A meeting with the president
O'sider stands beside Bush at site of future 9/11 memorial By JOSEPH KELLARD
Although Bill Weitzman, of Oceanside, wanted to say more than he did to President George Bush, ultimately he said he was honored to meet the 43rd president when he broke ground on a memorial in Eisenhower Park for victims of the terrorist attacks of Sept. 11, 2001.
Weitzman is president of the Empire State Regional Council of Carpenters Union, Local 7. He was invited to attend the event as the union's representative, and was introduced to the president by Nassau County Executive Tom Suozzi as the man whose workers will build the monument.
"I got a chance to shake the president's hand and talk to him for about 15 seconds," Weitzman, a Vietnam War veteran, told the Herald. "I said, 'I saw you in Washington when I was at the convention,' and I said, 'Please finish the job you started.' I was referring to the war in Iraq."

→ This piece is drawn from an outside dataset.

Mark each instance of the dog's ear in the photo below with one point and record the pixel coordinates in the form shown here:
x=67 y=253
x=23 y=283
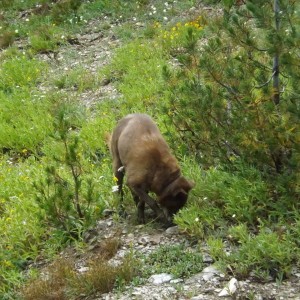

He said that Bush told him not to worry. "'I'm going to finish it, don't worry,' he told me," Weitzman said. "I felt like saying, Don't leave anyone behind like we did in Vietnam, with the MIAs, and don't stop short like your father did. But he told me at least twice, 'I'm going to finish.'"
Weitzman's workers (his union comprises 3,000 carpenters) will build the memorial gratis. It will consist of a wall of bright white cement featuring plaques with the name of the Nassau County residents who were killed at the World Trade Center three Septembers ago.